Name-calling is a political defense, not a legal one, but one that so far has succeeded in preserving his electoral standing in his comeback campaign for the White House. Despite prognostications to the contrary, the last two indictments succeeded only in enhancing his appeal among Republicans in the contest for the party nomination to challenge President Biden next year.
In a court of law, however, the challenge for Mr. Trump will be different, especially with a jury selected from residents of Washington, a predominantly Democratic city where he won just 5 percent of the vote in 2020. Mr. Trump’s strategy may be to try to delay a trial until after the 2024 election and hope that he wins so that he can short-circuit the prosecution or even try to pardon himself.
The most essential facts of the case, after all, are not in dispute, nor did he deny any of the assertions made in the indictment on Tuesday. Mr. Trump was astonishingly open at the time in declaring that he wanted to overturn the election. Since leaving office, he has even called for the “termination” of the Constitution to reinstall him in the White House immediately.
The question is whether the facts add up to crimes as alleged by a federal grand jury at Mr. Smith’s behest. Just as no president ever tried to reverse his defeat at the ballot box before, no prosecutor has brought charges for doing so, meaning there is no precedent for applying the statutes on the books to such a circumstance.
Mr. Trump’s defenders argue that he had good-faith reasons for contesting the election results in multiple states and that he did nothing more than pursue his legitimate, legal options, a view shared by 74 percent of Republicans in a new poll by The New York Times and Siena College. What Mr. Smith is doing, they maintain, is criminalizing a political dispute in what amounts to victor’s justice — Mr. Biden’s administration punishing his vanquished foe.
But as the indictment methodically documented, Mr. Trump was told over and over again by his own advisers, allies and administration officials that the allegations he was making were not true, yet he publicly continued to make them, sometimes just hours later.
He was told they were not true by not one but two attorneys general, multiple other Justice Department officials and the government’s election security chief — all his appointees. He was told by his own vice president, campaign officials and the investigators they hired. He was told by Republican governors and secretaries of state and legislators. As one senior campaign adviser put it at the time, it was “all just conspiracy” garbage “beamed down from the mothership.”
Despite all that, Mr. Trump has never backed down in the two and a half years since, even as assertion after assertion has been debunked. Not a single independent authority who was not allied with or paid by Mr. Trump — no judge, no prosecutor, no election agency, no governor — has ever validated any substantial election fraud that would have come close to reversing the results in any of the battleground states, much less the three or four that would have been necessary to change the winner.

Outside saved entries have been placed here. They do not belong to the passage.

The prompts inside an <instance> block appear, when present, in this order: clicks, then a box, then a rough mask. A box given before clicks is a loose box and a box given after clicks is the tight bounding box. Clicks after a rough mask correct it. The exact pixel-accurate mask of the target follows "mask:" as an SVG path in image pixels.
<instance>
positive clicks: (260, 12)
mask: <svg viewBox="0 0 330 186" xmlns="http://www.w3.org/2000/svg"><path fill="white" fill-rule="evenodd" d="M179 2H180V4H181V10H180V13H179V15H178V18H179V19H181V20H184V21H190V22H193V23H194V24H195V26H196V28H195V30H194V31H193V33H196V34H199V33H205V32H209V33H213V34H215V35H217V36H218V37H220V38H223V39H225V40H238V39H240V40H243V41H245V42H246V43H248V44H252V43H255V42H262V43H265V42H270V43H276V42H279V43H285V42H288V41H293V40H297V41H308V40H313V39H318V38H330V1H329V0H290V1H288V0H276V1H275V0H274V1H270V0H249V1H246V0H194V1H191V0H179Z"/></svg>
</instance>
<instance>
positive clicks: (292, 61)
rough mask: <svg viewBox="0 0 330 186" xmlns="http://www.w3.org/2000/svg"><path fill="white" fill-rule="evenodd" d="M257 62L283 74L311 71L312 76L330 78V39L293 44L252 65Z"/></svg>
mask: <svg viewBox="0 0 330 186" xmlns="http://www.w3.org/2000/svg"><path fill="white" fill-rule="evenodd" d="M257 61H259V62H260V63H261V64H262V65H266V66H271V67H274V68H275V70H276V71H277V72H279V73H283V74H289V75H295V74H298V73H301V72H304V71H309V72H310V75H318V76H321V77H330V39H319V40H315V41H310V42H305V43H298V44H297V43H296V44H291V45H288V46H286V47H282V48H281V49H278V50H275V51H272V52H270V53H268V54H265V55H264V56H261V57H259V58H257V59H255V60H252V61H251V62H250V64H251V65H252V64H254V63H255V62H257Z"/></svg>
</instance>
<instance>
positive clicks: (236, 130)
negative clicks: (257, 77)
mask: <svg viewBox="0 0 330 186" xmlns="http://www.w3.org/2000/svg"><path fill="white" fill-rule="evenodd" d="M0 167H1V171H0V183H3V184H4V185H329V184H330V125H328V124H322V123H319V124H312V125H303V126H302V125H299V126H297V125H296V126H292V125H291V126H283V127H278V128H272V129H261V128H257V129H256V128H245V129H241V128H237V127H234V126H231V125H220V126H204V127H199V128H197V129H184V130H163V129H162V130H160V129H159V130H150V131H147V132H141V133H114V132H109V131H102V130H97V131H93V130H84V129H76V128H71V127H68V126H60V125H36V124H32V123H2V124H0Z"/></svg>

The one who tried to defraud the United States, Mr. Smith charged, was Mr. Trump, with bogus claims that he knew or had every reason to know were bogus, all in a bid for power. The former president will argue that this is all politics and that he should be returned to office in next year’s election, and so far millions of Americans have taken his side.
Now the justice system and the electoral system will engage in a 15-month race to see which will decide his fate first — and the country’s. The real verdict on the Trump presidency is still to come.